Both brothers offered thanksgiving to God. In fact, it’s difficult to read the story and not wonder at the difference between the two offerings. Shouldn’t God have been pleased with the sacrifices in and of themselves? Why was God so hard on Cain? Furthermore, the sacrificial system had not even yet been instituted. So how was Cain to know how and what to offer? How was he to know that his sacrifice would be less than?
Two words give us a clue. “By faith”. It was “by faith” that Abel’s sacrifice was offered. Apparently, his eyes of faith made all the difference.
We know from Genesis 4 that “Cain brought some of the fruits of the soil . . . But Abel brought fat portions from some of the firstborn of his flock.” There’s a difference between some of the fruits, and fat portions from some of the firstborn. That difference: sacrifice made by faith.
It wasn’t the gift itself, whether produce or fresh meat.

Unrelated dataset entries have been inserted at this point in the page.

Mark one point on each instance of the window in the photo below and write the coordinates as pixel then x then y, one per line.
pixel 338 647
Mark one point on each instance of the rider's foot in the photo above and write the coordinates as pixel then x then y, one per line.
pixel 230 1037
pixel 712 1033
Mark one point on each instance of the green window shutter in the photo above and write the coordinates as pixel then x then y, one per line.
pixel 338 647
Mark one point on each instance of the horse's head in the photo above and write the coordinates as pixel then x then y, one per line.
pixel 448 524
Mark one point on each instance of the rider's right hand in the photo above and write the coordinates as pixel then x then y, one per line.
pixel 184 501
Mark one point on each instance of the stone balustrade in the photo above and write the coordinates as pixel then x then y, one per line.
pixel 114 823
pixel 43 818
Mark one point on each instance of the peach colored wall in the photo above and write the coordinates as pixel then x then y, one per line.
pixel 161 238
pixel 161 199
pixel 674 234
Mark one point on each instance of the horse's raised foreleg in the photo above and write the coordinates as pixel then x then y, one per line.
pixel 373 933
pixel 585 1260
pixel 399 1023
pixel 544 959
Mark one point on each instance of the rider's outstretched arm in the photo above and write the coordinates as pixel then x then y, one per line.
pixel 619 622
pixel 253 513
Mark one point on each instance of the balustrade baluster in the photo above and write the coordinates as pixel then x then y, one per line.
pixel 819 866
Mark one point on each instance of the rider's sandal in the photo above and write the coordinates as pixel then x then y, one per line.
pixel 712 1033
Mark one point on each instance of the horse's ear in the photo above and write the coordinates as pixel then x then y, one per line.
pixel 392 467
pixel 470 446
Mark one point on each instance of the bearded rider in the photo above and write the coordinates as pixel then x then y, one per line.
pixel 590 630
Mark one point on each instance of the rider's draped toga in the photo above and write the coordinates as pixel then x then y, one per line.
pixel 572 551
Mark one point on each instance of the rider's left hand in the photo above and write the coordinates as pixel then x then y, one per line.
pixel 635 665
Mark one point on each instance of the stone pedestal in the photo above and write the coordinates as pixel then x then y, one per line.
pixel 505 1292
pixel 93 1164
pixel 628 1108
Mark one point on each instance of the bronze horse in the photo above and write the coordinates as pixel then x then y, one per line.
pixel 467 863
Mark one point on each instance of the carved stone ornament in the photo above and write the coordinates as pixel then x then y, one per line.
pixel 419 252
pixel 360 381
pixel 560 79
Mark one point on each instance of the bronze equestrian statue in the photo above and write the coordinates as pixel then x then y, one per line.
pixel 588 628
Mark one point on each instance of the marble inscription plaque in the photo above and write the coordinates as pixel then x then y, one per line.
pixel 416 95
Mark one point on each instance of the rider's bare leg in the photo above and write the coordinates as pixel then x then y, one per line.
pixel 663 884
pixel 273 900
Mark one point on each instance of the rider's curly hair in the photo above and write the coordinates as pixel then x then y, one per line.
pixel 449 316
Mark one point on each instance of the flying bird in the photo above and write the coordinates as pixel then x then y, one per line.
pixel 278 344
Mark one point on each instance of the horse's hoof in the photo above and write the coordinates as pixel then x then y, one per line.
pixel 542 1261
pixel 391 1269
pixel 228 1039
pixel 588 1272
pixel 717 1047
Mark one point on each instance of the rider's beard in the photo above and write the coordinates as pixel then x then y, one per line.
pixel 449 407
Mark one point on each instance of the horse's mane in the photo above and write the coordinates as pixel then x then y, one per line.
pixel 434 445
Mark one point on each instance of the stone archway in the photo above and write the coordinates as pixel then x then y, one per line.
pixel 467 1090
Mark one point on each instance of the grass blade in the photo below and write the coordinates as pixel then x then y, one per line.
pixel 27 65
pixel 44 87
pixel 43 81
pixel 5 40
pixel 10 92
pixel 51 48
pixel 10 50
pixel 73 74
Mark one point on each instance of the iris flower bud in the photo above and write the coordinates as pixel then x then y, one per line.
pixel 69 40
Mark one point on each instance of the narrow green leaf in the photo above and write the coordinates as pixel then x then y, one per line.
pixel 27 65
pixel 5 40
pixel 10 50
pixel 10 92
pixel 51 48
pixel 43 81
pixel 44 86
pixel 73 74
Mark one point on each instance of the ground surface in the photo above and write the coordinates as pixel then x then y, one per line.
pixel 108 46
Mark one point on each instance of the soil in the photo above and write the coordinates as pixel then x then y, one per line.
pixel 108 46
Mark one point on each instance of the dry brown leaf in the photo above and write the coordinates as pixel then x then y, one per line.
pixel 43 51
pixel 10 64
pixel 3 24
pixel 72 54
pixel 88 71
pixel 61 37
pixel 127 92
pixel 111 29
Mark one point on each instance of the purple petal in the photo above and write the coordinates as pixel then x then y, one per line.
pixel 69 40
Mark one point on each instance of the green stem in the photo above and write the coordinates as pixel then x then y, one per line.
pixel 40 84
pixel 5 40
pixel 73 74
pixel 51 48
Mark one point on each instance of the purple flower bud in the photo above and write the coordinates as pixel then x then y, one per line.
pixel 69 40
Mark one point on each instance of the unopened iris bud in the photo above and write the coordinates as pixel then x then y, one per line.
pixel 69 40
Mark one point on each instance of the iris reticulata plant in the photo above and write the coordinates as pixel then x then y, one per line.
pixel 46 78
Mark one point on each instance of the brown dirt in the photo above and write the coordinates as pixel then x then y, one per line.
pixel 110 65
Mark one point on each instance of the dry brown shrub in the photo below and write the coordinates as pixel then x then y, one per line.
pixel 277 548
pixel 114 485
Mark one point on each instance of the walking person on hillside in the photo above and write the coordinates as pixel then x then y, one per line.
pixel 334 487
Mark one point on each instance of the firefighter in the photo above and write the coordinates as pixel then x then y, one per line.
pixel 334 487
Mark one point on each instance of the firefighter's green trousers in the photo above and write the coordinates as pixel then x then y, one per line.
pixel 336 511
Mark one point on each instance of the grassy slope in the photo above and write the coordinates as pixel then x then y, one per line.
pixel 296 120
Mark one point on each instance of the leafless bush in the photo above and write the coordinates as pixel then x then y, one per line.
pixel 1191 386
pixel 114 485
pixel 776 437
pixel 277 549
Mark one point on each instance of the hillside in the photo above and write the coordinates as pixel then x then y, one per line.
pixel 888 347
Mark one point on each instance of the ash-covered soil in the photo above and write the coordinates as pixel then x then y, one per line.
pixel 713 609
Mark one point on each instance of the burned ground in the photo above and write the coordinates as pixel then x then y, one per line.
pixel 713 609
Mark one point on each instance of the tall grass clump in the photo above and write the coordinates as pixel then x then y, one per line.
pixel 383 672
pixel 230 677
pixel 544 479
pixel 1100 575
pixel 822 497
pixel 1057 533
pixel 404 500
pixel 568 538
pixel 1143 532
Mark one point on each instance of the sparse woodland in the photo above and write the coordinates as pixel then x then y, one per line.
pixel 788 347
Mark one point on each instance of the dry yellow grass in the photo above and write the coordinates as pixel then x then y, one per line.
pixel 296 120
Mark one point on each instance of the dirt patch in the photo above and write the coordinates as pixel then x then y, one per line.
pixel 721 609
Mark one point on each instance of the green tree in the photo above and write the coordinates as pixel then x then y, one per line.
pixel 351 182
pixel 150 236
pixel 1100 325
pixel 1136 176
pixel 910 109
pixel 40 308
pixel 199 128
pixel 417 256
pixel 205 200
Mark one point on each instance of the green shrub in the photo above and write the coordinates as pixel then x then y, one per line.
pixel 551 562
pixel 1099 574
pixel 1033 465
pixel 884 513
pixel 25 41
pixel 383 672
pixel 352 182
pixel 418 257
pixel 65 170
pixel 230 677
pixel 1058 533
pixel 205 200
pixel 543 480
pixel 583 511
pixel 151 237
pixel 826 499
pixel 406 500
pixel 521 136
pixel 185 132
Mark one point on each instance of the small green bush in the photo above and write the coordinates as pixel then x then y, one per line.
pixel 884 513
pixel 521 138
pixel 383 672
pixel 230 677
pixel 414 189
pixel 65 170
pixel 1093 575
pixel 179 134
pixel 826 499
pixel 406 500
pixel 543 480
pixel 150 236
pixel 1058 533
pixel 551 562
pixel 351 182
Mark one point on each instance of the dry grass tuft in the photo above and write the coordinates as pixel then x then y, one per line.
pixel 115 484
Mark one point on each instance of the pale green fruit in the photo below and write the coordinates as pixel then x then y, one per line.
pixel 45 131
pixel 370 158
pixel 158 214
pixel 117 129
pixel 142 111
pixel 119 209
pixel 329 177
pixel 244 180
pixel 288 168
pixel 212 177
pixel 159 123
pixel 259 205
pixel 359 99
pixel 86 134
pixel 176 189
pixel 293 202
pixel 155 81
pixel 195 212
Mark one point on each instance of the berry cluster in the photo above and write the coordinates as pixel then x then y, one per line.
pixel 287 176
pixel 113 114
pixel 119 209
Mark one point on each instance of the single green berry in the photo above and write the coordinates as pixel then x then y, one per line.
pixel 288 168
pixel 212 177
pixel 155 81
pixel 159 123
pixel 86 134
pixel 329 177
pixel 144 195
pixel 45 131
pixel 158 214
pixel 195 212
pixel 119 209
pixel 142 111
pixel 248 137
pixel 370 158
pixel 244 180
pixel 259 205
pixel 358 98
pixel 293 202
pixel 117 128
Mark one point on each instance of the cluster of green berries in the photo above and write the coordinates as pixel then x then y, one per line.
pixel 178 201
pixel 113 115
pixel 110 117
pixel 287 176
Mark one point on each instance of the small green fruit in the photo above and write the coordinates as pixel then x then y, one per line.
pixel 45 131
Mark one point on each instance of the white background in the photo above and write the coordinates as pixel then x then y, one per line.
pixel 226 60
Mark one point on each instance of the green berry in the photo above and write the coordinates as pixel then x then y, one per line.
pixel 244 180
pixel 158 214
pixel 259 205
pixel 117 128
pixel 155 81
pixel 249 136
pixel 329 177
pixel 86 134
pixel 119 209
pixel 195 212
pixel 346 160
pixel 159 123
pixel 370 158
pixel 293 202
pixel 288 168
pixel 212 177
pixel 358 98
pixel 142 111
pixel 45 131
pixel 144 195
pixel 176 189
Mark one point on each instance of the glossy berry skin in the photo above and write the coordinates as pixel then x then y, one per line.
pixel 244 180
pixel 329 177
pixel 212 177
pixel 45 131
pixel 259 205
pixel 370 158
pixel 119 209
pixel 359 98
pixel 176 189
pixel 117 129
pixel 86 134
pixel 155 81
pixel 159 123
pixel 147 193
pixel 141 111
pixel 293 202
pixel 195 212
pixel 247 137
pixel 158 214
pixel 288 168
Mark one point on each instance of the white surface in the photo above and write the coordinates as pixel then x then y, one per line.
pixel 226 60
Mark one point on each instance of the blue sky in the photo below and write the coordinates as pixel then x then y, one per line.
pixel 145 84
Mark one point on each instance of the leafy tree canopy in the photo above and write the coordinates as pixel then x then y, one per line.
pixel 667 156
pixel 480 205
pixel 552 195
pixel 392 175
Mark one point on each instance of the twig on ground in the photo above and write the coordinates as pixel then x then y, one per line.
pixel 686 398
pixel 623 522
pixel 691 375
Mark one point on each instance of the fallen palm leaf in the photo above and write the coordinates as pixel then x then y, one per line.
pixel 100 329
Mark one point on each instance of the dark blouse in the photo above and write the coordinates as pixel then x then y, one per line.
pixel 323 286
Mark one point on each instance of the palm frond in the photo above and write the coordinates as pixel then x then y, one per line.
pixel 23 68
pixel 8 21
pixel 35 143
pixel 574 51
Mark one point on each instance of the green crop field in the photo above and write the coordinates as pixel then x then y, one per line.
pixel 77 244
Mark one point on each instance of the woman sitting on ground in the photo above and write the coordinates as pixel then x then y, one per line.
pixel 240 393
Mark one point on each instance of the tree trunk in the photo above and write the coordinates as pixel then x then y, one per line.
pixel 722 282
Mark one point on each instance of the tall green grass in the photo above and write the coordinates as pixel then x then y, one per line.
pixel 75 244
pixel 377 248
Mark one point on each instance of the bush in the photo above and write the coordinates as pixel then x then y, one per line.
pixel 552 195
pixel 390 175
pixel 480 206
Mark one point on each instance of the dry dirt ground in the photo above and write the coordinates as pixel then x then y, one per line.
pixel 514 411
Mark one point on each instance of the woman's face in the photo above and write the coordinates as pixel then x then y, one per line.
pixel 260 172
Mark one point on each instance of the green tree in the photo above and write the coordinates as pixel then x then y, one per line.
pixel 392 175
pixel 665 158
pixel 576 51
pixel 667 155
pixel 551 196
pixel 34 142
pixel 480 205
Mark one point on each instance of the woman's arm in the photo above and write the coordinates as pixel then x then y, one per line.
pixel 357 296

Nor was it the act of the sacrifice, presenting God with some piece of what was theirs. The difference between Cain’s sacrifice and Able’s was the faith behind it.
Clearly, Abel trusted God in such a way that he was eager to give the best portions from the first of his flock. His eyes of faith led him down the road of righteousness and gained him commendation and favor in the eyes of God. Cain, on the other hand, lacked that faith. Perhaps we could describe his sacrifice as having been given out of compulsion rather than by faith.
I could wake up in the morning and go through my day knowing I should spend time alone with God and then squeeze it in as I wait in the after-school pick-up line. Or I could plan my day with that in mind, and offer every moment of it to Him then give him my most alert time, my best attention.
Although either might be nice, only one is by faith. My best. Faith eyes see God as worthy of my best.
It’s a heart difference. A faith difference.
In God’s eyes, it’s all the difference that matters.